The challenge in all this is that no two Unix vendors test their machines with exactly comparable machines on the same exact suite of benchmark tests – and this is absolutely intentional on the part of vendors. They get the benefits of bragging about performance on industry standard benchmarks, but they don’t have to show how different configurations of many machines in the product line perform on a variety of tests.

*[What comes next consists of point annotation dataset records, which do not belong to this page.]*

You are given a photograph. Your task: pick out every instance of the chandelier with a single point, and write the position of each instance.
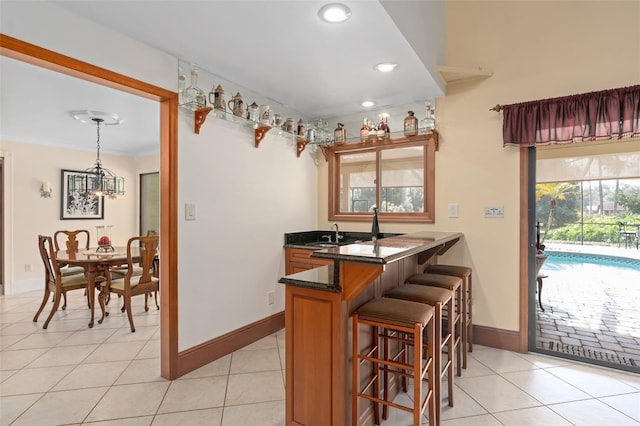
(97, 180)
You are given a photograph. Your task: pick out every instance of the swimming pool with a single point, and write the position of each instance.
(562, 261)
(592, 307)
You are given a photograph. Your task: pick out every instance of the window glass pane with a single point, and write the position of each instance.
(357, 182)
(149, 202)
(402, 180)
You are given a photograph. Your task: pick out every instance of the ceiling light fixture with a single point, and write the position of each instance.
(386, 67)
(334, 13)
(97, 181)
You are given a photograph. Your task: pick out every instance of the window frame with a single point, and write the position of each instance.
(428, 141)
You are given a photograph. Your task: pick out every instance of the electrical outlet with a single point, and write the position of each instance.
(190, 211)
(493, 211)
(452, 208)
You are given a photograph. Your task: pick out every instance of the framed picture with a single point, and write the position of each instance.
(75, 203)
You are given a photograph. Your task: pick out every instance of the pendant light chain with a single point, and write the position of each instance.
(97, 181)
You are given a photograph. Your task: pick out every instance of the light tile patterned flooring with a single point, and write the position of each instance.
(71, 375)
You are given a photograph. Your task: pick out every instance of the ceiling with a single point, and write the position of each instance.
(279, 49)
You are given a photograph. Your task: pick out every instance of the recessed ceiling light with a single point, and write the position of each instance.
(386, 67)
(334, 13)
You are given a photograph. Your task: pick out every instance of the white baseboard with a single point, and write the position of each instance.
(24, 286)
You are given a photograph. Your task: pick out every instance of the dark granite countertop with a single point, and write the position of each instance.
(390, 249)
(315, 240)
(385, 250)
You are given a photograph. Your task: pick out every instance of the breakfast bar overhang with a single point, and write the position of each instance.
(318, 305)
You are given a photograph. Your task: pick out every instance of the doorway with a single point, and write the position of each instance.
(587, 273)
(17, 49)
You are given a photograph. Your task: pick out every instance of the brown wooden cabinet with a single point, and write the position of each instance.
(298, 260)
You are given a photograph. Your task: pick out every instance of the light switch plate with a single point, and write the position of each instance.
(189, 211)
(493, 211)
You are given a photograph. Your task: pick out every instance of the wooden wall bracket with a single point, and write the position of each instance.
(259, 133)
(301, 144)
(199, 117)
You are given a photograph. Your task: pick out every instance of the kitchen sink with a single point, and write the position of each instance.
(322, 244)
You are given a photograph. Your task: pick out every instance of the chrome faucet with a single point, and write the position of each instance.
(338, 236)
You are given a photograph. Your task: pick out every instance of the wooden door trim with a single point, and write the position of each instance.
(35, 55)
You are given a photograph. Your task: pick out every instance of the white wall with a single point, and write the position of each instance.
(246, 198)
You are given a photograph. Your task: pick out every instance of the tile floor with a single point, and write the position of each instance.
(71, 375)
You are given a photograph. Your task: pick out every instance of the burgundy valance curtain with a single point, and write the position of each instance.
(592, 116)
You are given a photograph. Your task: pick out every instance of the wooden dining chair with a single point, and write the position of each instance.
(54, 282)
(72, 243)
(131, 284)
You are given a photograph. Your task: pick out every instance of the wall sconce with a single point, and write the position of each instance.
(45, 189)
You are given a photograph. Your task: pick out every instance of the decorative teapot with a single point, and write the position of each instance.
(236, 105)
(252, 112)
(218, 98)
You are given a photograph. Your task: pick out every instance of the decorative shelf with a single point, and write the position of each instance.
(456, 74)
(395, 137)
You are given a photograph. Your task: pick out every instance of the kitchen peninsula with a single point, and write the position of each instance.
(318, 305)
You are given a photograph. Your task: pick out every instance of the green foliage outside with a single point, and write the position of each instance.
(595, 220)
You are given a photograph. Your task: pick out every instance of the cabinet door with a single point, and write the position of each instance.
(298, 260)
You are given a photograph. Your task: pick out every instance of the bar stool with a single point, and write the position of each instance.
(436, 297)
(464, 273)
(391, 319)
(454, 284)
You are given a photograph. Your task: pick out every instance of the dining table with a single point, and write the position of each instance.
(93, 261)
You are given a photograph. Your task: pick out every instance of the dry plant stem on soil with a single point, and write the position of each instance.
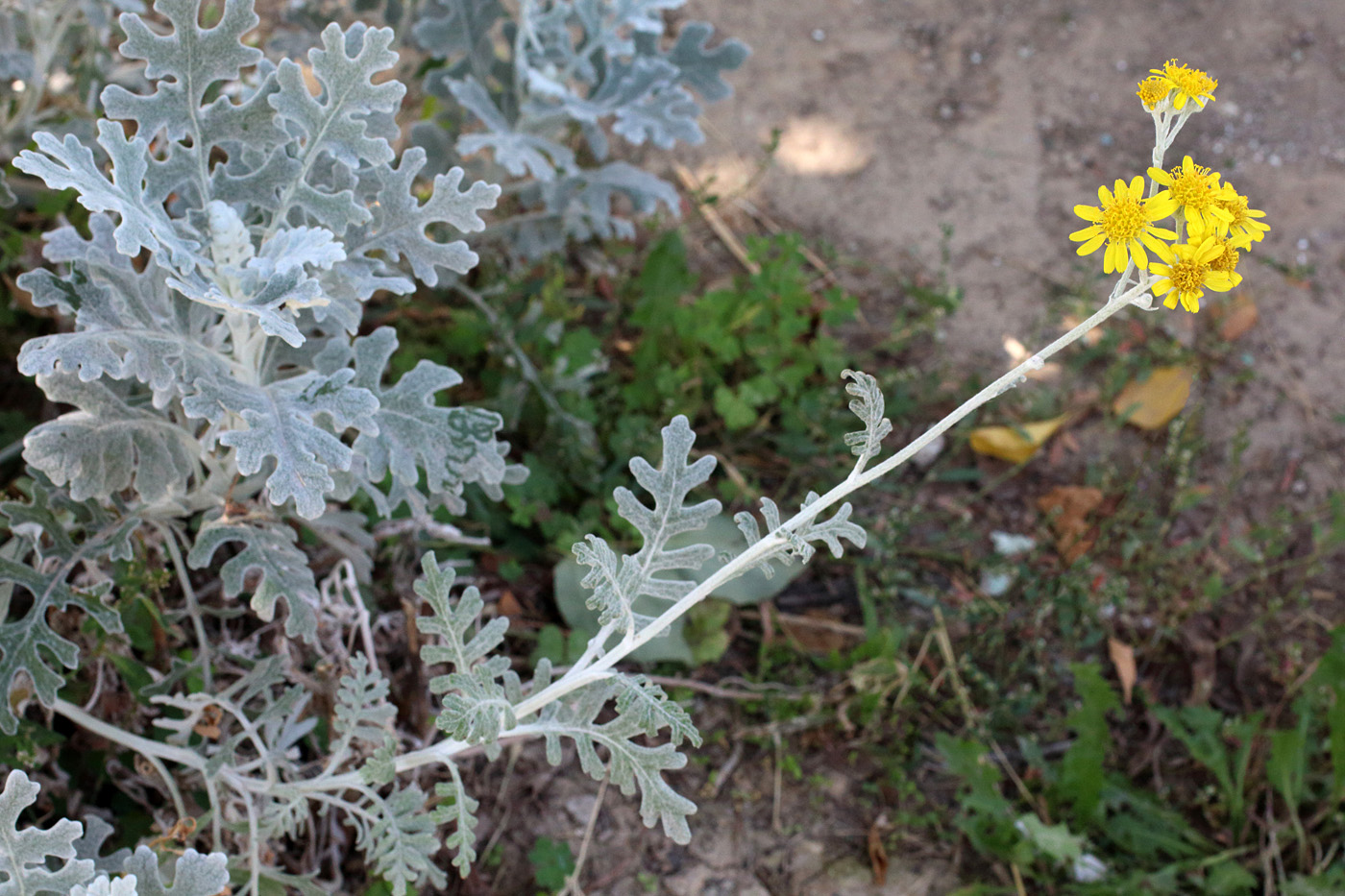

If I was benevolent dictator of the world – there’s a scary thought – I would create a consumer law that says all servers would have to run on a suite of benchmark tests before they could be sold on Earth, and that list prices for all components of all servers would have to be publicly available so people could do their own price/performance analysis across a wide variety of workloads. But, there is no such benevolent dictator–and the malevolent pseudo-dictators of their countries have other things on their minds besides server performance–so we have to make do with the benchmark test results that the server makers do, to their credit, spend big bucks to run.

Fujitsu-Siemens was first up when it announced that a 128-way PrimePower 2500 server was able to handle 21,000 users on the SAP’s ERP suite’s Sales & Distribution (SD) test running in a two-tier mode. (That means the SAP database and SAP application servers are running on the same box; in three-tier mode, the application servers are pulled off the database box, and the database server can therefore support more users.)

That PrimePower 2500 server was configured with 2.08GHz Sparc64 V processors, which have 256KB of L1 cache and 4MB of L2 cache, as well as 512GB of main memory and 452GB of disk capacity. The PrimePower 2500 handled just under 6.35 million SAP dialog steps per hour, and ran at 98% of total processing capacity with an average response time of 1.91 seconds.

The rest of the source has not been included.